Mis cuentos no proporcionan una visión consoladora ni tienen un final optimista. No creo en los finales felices. Hipocresía, ocultamiento, sospecha, mezquindad, envidia, frustración, enfermedad, humillación, y un largo etcétera de tragedias íntimas. Podría decir que se trata de ficciones, pero siento que a veces están más cerca del documentalismo. Me gustaría que se leyeran como autobiográficos, pero de los lectores. Estos que publico hoy pertenecen a El sufrimiento de los seres comunes, mi último libro. Escribí estas historias por necesidad más que por gusto. Sin demasiada esperanza, como decía Karen Blixen, pero sin desesperación.  


78

En la noche del centro, la multitud. Banderas, bocinas, cánticos. En una esquina, se encuentran dos hombres. Dos años sin verse. Los dos cambiados. Estás igual, se mienten. Lo que compartieron, se acuerdan. No necesitan decírselo. Los dos piensan que el otro estuvo chupado. Tampoco lo dicen. Alrededor, la fiesta popular. La emoción de los dos, la misma. Dura poco. Si los dos están vivos, el otro puede ser un delator. Los dos, apurados, vuelven a perderse en la multitud. Ninguno imagina que el otro se salvó de milagro. Los dos, ahora, cada uno por su lado, se dan vuelta para ver si el otro lo sigue.

LLANTO

Esa noche el bebé de los vecinos del sexto ce lloraba otra vez. No podían ir a tocarles timbre y quejarse. Debemos alegrarnos quizás, dijo Marcos. Por qué, le preguntó Cecilia. Y ella misma se contestó: Porque no tuvimos uno. Marcos se dio vuelta en la cama, se agarró a la almohada y trató de conciliar el sueño a pesar del bebé. Marcos prefirió callar y seguir agarrado a la almohada. Si abría la boca, estallaría el rencor acumulado en ella después del aborto. Tres años hacía. Cecilia se había negado, pero él la había inducido a razonar: todavía no ganaban lo suficiente como para traer una vida al mundo. Sin llevarle el apunte, contra su voluntad, Cecilia dejó de cuidarse. Quedó embarazada. A Marcos le costó convencerla. En un año, dos, todavía serían jóvenes. Ganarían más, se mudarían, le prometió. Cecilia abortó. Después de la intervención en ese consultorio sórdido de Almagro, no volvió a quedar embarazada. Algo había salido mal. Sin embargo estaba empeñada en ser madre. Adoptemos, le insistía cada tanto. Marcos contraatacaba con los mismos argumentos de antes: los dos sueldos miserables, el ambiente chico, el espacio reducido para criar un bebé. Cuando alguna pareja conocida se embarazaba –y Cecilia usaba el se: se embarazaron–, arremetía otra vez. Podían mudarse primero y adoptar después, decía. Y Marcos le prometía que el mes próximo empezarían la búsqueda de un peache. Aunque Cecilia sabía que Marcos no iba a cumplir, quería creerle. Ya llevaban cuatro años en ese departamento del sexto be. En Cecilia empollaba la frustración. En Marcos, un sentimiento de derrota. Porque hasta para separarse necesitaba ganar más. La frustración de Cecilia se volvía solo comparable en gravedad a la derrota que experimentaba Marcos.

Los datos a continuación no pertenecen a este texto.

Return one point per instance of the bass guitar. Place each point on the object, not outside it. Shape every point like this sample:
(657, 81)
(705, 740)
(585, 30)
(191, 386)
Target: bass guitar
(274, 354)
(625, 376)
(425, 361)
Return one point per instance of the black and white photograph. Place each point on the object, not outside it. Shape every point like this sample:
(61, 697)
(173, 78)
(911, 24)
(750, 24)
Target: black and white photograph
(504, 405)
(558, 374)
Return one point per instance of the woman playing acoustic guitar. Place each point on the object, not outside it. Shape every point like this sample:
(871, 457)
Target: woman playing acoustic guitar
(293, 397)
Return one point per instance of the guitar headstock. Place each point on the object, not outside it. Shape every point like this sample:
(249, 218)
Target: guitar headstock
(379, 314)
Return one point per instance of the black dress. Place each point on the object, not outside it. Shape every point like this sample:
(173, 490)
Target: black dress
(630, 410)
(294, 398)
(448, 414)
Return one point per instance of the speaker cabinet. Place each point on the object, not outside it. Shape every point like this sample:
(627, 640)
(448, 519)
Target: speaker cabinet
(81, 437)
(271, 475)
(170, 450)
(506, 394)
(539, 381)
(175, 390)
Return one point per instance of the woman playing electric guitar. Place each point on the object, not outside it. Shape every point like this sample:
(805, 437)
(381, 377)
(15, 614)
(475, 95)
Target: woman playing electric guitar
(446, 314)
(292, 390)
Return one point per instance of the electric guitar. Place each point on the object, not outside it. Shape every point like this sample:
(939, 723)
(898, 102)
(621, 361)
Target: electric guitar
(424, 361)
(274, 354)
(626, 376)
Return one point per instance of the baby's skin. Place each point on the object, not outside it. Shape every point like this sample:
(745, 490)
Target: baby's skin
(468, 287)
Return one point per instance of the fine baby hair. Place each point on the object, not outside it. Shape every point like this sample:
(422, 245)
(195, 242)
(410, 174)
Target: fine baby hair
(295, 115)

Lo peor era que ese bebé pared por medio no se callaba. Andá y deciles, le pidió Cecilia. Decirles qué, preguntó. Que lo callen. Es de malos vecinos, Ceci. Si no vas vos voy yo. Entonces andá vos. Pero Cecilia no fue. Se encerró en la cocina, se hizo un té. Amanecía.

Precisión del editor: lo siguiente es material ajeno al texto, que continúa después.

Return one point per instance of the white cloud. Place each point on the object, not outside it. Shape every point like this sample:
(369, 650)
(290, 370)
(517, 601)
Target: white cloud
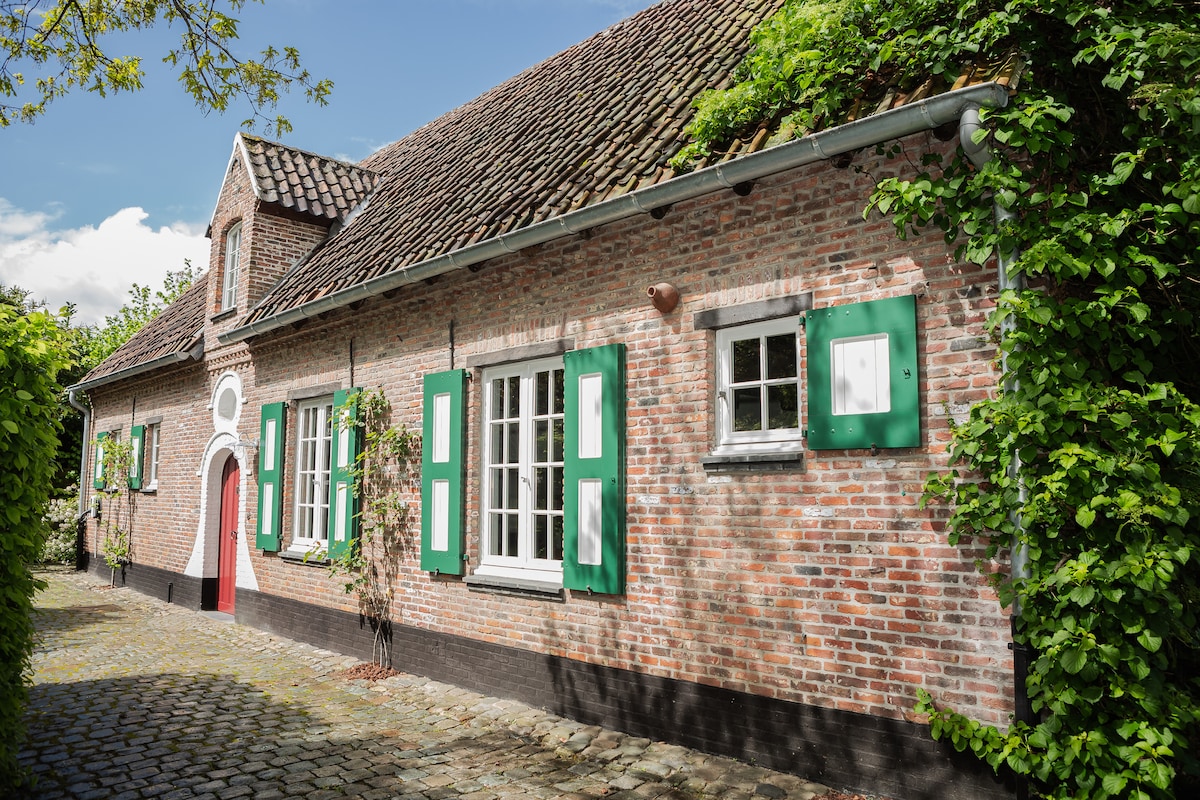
(93, 266)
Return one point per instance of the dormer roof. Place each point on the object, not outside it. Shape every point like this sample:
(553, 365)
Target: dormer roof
(303, 182)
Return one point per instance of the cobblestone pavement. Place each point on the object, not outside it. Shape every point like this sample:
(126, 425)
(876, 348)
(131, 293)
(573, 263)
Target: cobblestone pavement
(138, 698)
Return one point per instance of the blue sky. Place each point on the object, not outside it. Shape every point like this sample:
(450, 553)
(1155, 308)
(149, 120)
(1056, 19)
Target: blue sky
(105, 192)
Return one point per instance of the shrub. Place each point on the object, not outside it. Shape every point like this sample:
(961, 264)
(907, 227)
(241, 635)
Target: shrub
(61, 528)
(31, 353)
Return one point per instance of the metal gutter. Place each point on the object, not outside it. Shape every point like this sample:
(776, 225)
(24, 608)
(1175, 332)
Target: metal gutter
(72, 397)
(192, 354)
(869, 131)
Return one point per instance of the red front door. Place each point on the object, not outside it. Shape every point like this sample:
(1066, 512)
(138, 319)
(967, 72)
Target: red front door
(227, 540)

Así las cosas, superaron aquella noche. Al día siguiente no se hablaron. Cuando volvieron al departamento, en la cena, tampoco se hablaron. Al acostarse, la tele en bajo volumen, Cecilia dormía y a Marcos se le empezaban a caer los párpados, el bebé arrancó otra vez. Cecilia se despabiló. Dieron vueltas en la cama, se miraron con rabia, después con dolor, más tarde con amargura. Hasta que Cecilia lo abrazó a Marcos.

El bebé volvió a llorar la noche siguiente. Y la siguiente a la siguiente. Marcos ignoraba cuándo y por qué dejaba de llorar un bebé. Tal vez su sufrimiento se prolongaba toda la vida. Y después, mientras crecían, los hombres seguían sufriendo y llorando aunque no se dieran cuenta, aunque no derramaran lágrimas.

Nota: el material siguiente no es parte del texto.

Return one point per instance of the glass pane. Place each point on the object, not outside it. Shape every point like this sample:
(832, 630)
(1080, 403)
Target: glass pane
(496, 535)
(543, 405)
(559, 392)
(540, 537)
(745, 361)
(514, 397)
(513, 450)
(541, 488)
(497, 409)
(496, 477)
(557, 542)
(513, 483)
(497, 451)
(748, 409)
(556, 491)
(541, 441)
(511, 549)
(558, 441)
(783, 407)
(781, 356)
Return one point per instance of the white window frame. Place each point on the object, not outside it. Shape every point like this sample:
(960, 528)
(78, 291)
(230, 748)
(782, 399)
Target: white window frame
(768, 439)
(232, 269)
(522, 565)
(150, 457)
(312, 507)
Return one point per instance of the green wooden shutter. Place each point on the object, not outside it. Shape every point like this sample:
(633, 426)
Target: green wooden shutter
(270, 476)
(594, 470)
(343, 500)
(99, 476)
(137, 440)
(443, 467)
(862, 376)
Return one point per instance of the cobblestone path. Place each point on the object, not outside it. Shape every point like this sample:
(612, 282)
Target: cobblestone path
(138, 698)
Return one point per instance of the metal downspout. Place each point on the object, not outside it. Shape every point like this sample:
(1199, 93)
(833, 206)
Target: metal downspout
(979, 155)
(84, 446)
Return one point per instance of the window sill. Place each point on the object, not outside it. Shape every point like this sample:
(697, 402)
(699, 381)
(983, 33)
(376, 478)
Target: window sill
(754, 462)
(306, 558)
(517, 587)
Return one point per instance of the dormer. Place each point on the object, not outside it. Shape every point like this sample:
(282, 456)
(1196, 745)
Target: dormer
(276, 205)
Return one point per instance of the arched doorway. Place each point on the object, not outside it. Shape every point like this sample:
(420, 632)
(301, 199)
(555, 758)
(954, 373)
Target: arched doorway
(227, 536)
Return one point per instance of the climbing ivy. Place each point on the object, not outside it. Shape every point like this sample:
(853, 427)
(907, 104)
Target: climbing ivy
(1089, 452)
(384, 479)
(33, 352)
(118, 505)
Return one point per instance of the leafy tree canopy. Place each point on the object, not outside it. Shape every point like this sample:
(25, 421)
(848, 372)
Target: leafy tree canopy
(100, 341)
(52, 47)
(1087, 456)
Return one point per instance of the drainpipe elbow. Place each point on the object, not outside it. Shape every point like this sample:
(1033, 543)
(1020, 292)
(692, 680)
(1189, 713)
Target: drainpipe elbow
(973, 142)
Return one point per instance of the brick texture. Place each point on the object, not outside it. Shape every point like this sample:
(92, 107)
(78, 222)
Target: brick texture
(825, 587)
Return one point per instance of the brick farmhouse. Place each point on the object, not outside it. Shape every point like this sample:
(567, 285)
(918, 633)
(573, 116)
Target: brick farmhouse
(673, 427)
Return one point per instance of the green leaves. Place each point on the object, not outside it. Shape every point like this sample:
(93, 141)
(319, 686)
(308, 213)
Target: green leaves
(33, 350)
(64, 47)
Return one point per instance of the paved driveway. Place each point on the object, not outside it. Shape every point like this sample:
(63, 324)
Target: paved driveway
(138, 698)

Si se cruzaban al matrimonio con el bebé no se animaban a quejarse. La expresión candorosa, arrobada y tierna que tenían esos dos con el bebé los deshacía. No podían, no estaba bien quejarse, pensaba Cecilia. No es un problema de ellos, dijo. Es un problema nuestro.

Una mañana escucharon ruidos y movimientos del otro lado de la pared, el arrastre de muebles y cajas hacia el ascensor. Finalmente los vecinos se mudaban. Marcos salió al pasillo, les ofreció ayuda. Avisaría al trabajo que llegaría más tarde y los ayudaría. Cecilia los despidió como si los fuera a extrañar. Y en una de esas era cierto. Extrañaría. No quería pensar así, se impuso. Por fin el terror de las noches había pasado. Lo tranquilizó más aún cuando por la noche, al regresar al edificio, el portero le dijo que mañana entrarían pintores en el departamento de al lado y una inmobiliaria lo tenía en alquiler.

Tuvo un entusiasmo repentino. Quizá había llegado el momento de un armisticio. Tenía ganas de llevar a Cecilia a comer al barrio chino. No esperaba tanto, pero con suerte, quizá también esa noche le tocaba. Entró con toda la expectativa de una tregua que propiciara un rato de sexo. El silencio lo inquietó. Después de todo, se dijo, el silencio era lo que tanto habían necesitado. Cecilia ya había llegado. Y estaba acostada, abrazándose las rodillas, dándole la espalda, hacia la pared de los vecinos. A oscuras, acostada y llorando. Qué pasó, le preguntó Marcos. Ceci lloraba sin consuelo. Marcos se sentó en un costado, le apartó el pelo de la cara. Me vas a contar, Ceci, insistió con dulzura.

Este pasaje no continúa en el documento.